Metals less reactive than carbon can be extracted by heating the metal with carbon. As the carbon is more reactive, it will displace the metal in its ore - reducing the metal.
Metals more reactive than carbon have to be extracted using electrolysis. This is very costly, in terms of both money and energy.
Reactions of Metals
All metals will react with substances differently, and even the same metal can be more or less reactive depending on what it is being reacted with.
Rather than having multiple tables for each specific reaction, a diagram was created to show the average reactivity of metals with water and dilute acids.

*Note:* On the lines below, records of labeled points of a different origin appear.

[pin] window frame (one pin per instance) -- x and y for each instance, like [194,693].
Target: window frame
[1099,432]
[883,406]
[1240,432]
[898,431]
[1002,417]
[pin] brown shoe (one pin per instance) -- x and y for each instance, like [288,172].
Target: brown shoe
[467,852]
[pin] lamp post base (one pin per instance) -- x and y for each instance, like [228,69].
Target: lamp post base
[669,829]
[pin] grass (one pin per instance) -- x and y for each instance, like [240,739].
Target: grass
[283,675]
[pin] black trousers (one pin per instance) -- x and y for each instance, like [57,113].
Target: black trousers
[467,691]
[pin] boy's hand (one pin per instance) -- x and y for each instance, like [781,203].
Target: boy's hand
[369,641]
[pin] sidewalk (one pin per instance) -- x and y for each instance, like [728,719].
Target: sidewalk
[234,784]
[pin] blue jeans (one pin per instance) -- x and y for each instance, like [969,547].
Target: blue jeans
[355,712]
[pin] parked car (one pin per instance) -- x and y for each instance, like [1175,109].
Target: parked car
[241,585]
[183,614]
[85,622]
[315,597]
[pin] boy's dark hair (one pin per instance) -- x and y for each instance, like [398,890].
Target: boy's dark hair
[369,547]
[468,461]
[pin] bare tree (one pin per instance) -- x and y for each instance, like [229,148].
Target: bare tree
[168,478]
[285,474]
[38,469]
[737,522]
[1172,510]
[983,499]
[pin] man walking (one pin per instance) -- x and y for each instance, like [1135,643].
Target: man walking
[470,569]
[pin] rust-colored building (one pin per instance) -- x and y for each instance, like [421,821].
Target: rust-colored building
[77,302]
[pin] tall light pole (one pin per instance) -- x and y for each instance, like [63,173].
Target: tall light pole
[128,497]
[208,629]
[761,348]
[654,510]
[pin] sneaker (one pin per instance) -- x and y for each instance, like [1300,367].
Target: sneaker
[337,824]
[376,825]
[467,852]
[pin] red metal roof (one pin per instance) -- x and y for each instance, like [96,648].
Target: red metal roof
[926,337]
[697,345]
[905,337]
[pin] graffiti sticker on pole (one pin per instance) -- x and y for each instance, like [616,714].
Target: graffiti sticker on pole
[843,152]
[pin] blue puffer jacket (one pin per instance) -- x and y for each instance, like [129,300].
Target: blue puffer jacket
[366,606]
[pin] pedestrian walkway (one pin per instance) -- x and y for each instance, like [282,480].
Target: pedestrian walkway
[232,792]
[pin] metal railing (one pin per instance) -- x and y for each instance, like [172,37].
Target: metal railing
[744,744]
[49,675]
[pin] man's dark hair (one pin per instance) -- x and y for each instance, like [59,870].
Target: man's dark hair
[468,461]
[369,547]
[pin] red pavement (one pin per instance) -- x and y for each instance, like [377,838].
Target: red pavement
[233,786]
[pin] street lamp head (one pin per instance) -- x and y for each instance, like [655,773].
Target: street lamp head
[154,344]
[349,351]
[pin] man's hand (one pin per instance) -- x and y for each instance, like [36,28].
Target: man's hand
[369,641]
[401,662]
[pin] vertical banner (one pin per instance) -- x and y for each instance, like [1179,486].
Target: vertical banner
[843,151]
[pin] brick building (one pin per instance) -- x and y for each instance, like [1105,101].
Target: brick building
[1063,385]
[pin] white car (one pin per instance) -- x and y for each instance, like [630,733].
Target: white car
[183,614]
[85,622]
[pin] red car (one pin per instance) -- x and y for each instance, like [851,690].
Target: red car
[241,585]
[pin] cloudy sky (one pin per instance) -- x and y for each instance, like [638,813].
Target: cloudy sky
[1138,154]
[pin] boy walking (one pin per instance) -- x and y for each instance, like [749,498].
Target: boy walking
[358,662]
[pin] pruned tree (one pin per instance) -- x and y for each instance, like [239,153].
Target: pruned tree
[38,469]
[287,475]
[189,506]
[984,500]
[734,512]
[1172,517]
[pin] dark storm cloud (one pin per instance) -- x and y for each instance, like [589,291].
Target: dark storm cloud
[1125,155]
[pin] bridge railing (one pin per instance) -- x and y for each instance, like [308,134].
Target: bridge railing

The reactivity series can also be used to see the relative tendency for metal atoms to form cations - the higher up the series, the more likely it will form a positive ion.
Something similar can be said for a metal's resistance to oxidation - the higher up the series, the more easier it is to oxidise.
|metal||reaction with water||reaction with dilute acid|
|potassium||react with cold water to form hydrogen and a metal hydroxide||react violently|
|calcium||react to form hydrogen and a salt solution|
|magnesium||react very slowly, if at all, with cold water - but will react with steam to form hydrogen and a metal oxide|
|copper||react with cold water to form hydrogen and a metal hydroxide||do not react|
A more reactive metal can displace a less reactive metal from a compound in solution. This is one way to extract metals. For example:
magnesium + copper sulfate → copper + magnesium sulfate
Mg + CuSO4 → Cu + MgSO4
Ionic equations only show us the ions that change in a chemical reaction. This is useful as it shows what is oxidised and reduced. We
can start by writing a balanced symbol equation for a reaction:
Mg(s) + CuSO4(aq) → Cu(s) + MgSO4(aq)
Then we can write out all the ions involved:
Cu²⁺(aq) + SO4²⁻(aq) + Mg(s) → Cu(s) + Mg²⁺(aq) + SO4²⁻(aq)
We can identify the ions that don't change, these are called the spectator ions. These are of no interest in the reaction, so we can ignore them and write out our ionic equation:
Mg(s) + Cu²⁺(aq) → Cu(s) + Mg²⁺(aq)
Once we have an ionic equation, we can take it one step further and look at half equations. These look at how the electrons behave. We can see there are only two different chemicals involved, and we can
split our equation in half... to make half equations:
Cu²⁺ + 2e⁻ → Cu
Mg - 2e⁻ → Mg²⁺
By writing our equation in this way, we can immediately see that copper had to gain two electrons (reduced) in this reaction, and those electrons came from magnesium (oxidised).